If you write something like SVE8BitLslImm:$a, it actually counts as two operands, I think, because that's what the ComplexPattern specifies? Not completely sure.

SVE8BitLslImm usage would be something like this:

(SVE8BitLslImm i32:$a, i32:$b)

where a is an immediate value and b is a shift amount. I think that's necessary, having two separate named immediates, since DUP_ZI_x expects two immediate operands. E.g.

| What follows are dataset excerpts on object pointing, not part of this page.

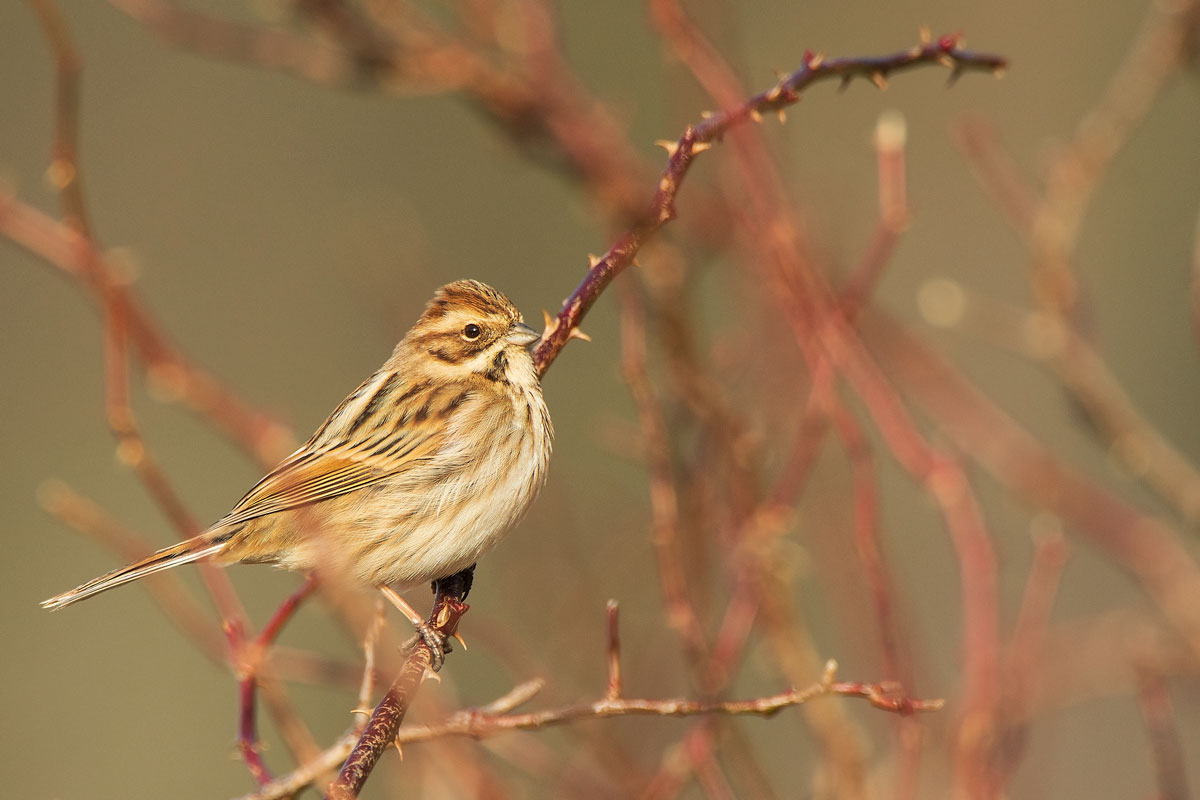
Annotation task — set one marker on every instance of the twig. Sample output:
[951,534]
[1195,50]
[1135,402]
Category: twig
[681,613]
[613,650]
[249,659]
[699,137]
[381,729]
[1025,650]
[1170,764]
[1139,543]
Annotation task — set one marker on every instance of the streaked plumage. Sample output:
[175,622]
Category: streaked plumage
[413,476]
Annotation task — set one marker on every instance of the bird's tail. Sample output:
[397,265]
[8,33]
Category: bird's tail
[192,549]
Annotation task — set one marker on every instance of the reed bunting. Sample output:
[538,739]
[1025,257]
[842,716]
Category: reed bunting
[413,477]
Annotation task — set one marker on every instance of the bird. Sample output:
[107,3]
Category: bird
[415,475]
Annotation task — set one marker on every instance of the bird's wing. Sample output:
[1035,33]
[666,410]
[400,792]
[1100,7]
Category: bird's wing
[311,475]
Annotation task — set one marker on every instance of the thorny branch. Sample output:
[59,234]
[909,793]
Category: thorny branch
[498,716]
[523,85]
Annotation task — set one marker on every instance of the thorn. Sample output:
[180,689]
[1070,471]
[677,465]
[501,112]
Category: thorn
[551,324]
[831,673]
[951,42]
[669,145]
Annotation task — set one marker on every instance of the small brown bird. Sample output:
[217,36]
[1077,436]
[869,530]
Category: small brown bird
[413,477]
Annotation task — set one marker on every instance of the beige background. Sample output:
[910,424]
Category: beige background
[288,234]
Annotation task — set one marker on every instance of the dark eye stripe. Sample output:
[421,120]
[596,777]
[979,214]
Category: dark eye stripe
[497,370]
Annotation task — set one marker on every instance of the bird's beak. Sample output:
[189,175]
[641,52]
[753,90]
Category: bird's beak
[521,334]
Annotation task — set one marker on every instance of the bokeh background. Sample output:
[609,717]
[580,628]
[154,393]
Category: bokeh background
[287,234]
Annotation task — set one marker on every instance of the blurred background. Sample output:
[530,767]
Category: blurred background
[286,234]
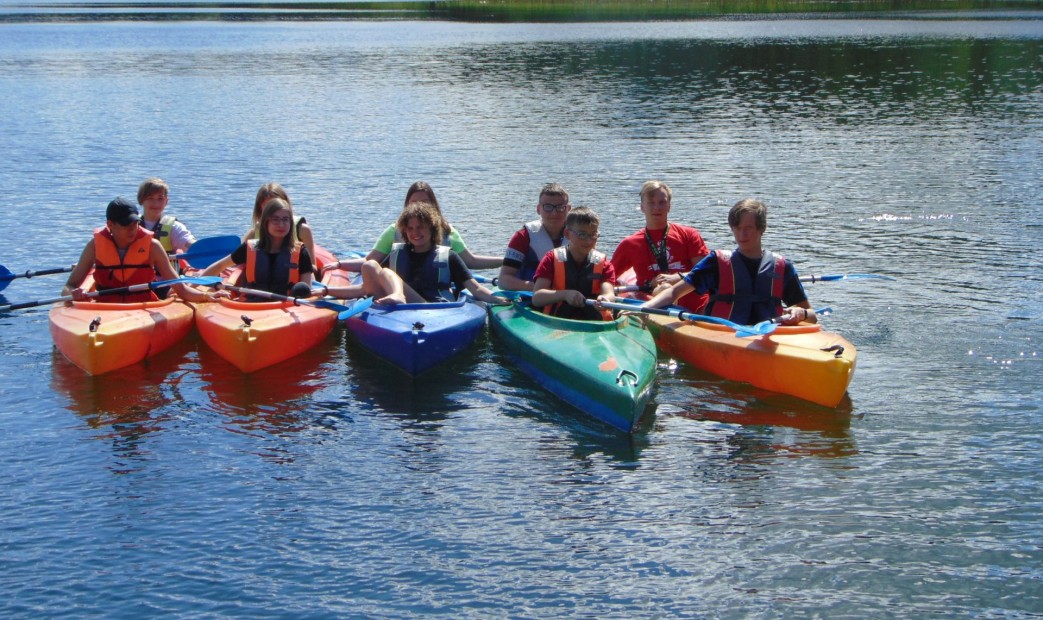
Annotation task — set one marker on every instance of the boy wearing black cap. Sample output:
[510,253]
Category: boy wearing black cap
[123,254]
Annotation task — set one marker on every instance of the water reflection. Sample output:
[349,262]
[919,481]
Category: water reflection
[127,405]
[771,424]
[270,401]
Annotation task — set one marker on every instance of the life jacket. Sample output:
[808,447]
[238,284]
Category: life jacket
[737,295]
[539,244]
[135,267]
[434,281]
[587,282]
[269,276]
[162,232]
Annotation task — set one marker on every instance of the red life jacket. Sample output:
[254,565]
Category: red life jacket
[135,267]
[589,282]
[737,294]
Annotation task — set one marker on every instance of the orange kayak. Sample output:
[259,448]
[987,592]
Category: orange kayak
[257,335]
[100,337]
[801,360]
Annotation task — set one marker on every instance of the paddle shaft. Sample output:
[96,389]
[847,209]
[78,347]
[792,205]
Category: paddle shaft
[761,329]
[33,273]
[343,311]
[115,291]
[813,279]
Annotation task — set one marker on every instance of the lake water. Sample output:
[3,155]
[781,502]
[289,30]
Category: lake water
[331,485]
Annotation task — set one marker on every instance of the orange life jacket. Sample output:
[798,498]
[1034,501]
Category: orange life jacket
[135,266]
[589,280]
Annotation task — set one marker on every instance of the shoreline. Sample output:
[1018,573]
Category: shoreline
[518,12]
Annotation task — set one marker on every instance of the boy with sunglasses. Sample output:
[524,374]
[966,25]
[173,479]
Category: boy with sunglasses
[534,239]
[571,275]
[661,253]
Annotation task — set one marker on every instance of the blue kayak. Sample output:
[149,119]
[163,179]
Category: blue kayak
[416,337]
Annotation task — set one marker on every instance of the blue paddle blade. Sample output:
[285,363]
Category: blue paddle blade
[205,252]
[5,277]
[357,308]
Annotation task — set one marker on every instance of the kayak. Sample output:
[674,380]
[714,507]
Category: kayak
[604,368]
[258,335]
[802,360]
[416,337]
[101,337]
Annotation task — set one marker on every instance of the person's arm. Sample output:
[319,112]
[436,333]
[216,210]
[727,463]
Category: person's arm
[670,295]
[79,272]
[543,295]
[482,293]
[307,266]
[801,312]
[798,308]
[161,262]
[356,264]
[306,237]
[508,280]
[180,237]
[480,262]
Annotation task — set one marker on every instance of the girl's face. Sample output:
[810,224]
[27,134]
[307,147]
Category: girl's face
[123,235]
[418,196]
[418,234]
[280,222]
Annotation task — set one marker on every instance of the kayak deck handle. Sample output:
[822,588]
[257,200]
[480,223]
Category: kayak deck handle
[629,376]
[839,349]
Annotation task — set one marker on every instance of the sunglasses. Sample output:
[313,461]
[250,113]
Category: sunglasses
[548,208]
[584,236]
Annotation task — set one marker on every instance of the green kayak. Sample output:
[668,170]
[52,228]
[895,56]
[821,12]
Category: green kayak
[605,368]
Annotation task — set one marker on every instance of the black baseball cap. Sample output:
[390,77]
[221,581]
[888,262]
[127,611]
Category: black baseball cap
[122,212]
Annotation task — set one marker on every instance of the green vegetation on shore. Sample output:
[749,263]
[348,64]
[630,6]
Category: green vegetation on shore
[595,10]
[508,10]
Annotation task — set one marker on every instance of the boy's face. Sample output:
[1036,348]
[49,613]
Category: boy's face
[747,235]
[153,205]
[553,211]
[123,235]
[582,238]
[655,206]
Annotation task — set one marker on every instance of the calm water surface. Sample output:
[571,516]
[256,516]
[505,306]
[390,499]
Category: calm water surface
[330,485]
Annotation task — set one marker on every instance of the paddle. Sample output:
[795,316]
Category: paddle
[811,279]
[204,252]
[838,277]
[344,312]
[6,276]
[761,329]
[208,281]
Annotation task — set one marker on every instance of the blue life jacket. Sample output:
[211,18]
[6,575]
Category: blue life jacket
[737,294]
[433,282]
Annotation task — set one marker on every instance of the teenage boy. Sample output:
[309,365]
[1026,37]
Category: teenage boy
[571,275]
[661,253]
[536,238]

def : Pat<(nxv2i64 (AArch64dup (i64 (SVE8BitLslImm i32:$a, i32:$b)))),
          (DUP_ZI_D $a, $b)>;

Orthogonal to that, if we aren't going to use the predicates in cpy_imm8_opt_lsl_i64 etc., we should get rid of them.

We do use cpy_imm8_opt_lsl_i64 in DUP_ZI_x right now, but it's slightly different:

def : InstAlias<"mov $Zd, $imm",
                (!cast<Instruction>(NAME # _D) ZPR64:$Zd, cpy_imm8_opt_lsl_i64:$imm), 1>;

cpy_imm8_opt_lsl_i64 will match to (ops i32imm, i32imm), which are the two operands of the DUP_ZI_x. This seems desirable since the hardware wants a single immediate constructed from the 2 immediate parts. That is, we want a way to verify that the two immediates actually make sense together.

All this is really at the edge of my TblGen understanding, so take with some skepticism...

efriedma added inline comments.Feb 20 2020, 1:26 PM
llvm/lib/Target/AArch64/AArch64SVEInstrInfo.td
13

Looking a little more, I think I'm just wrong on the ComplexPattern thing.

We do use cpy_imm8_opt_lsl_i64 in DUP_ZI_x right now, but it's slightly different:

That's not using the IntImm predicate; there's a separate asm operand parser function.

Maybe worth changing the test to use "-mattr=+sve,+fullfp16", so the f16 tests work?

Created D74965 for this, so that we don't have to touch the existing tests here.

Rebase to get +fullfp16 change, and update fp16 tests.

This revision is now accepted and ready to land.Feb 21 2020, 10:27 AM
This revision was automatically updated to reflect the committed changes.